The companion reports, produced in collaboration with the American Clean Power Association and the Solar Energy Industries Association, address the critical need for PJM, MISO, and other regional grid operators to create a level playing field for all resources. That includes ensuring that energy and ancillary service market rules allow renewable and battery storage resources to provide and be compensated for all of their reliability services, and also removing rules that unintentionally subsidise inflexible resources.
“In addition to reducing harmful carbon emissions, renewable energy and storage technologies offer a host of benefits to the grid that can improve system operations, but they must be given a chance to fairly compete” said ACORE President and CEO Gregory Wetstone. “A well-designed, technology-neutral market will help create a level playing field and enable a reliable and efficient transition to clean power.”
The reports offer the following recommendations for reforms that both MISO and PJM can implement:
Use markets to reduce out-of-market actions and ensure that the market rules do not reward resources for their inflexibility.

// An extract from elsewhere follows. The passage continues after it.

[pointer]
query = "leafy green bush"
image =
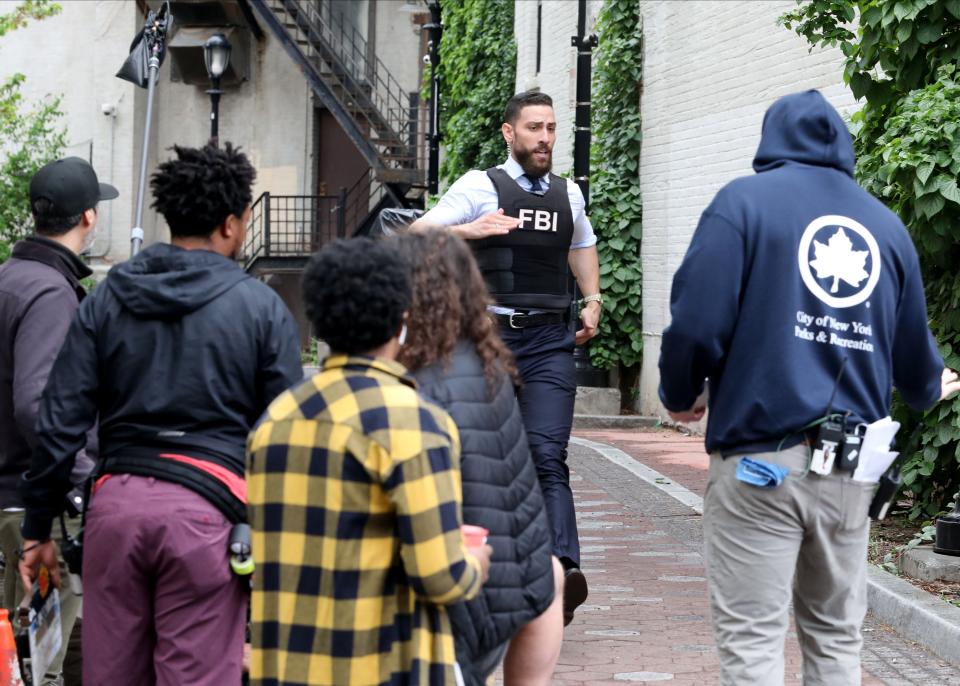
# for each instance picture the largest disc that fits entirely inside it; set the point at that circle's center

Increase energy market price caps to better reflect the value of reliability and incentivise real-time performance and flexibility.
Improve market transparency and efficiency by using more direct mechanisms to counter market power.
Improve transmission utilisation both within PJM and MISO, and at seams with neighbouring grid operators, to decrease congestion costs, curtailment, and market power.
In addition, the reports recommend steps to reduce over-procurement in PJM’s capacity market to strengthen energy market price signals, and suggest reforming MISO’s voluntary capacity market to better incentivise performance and flexibility.
“Markets are powerful tools, but they have to be designed properly to incentivise resources to provide needed reliability services” added Michael Goggin, Vice President at Grid Strategies and author of the reports. “Renewable and battery storage resources greatly exceed the capabilities of conventional generators for providing a range of reliability services, but market reforms are needed to unleash their potential.”
While the papers primarily focus on reforms for PJM and MISO, many of the recommendations are broadly applicable in all regions. The Federal Energy Regulatory Commission has initiated a proceeding, Modernising Electricity Market Design, to further explore this critical issue.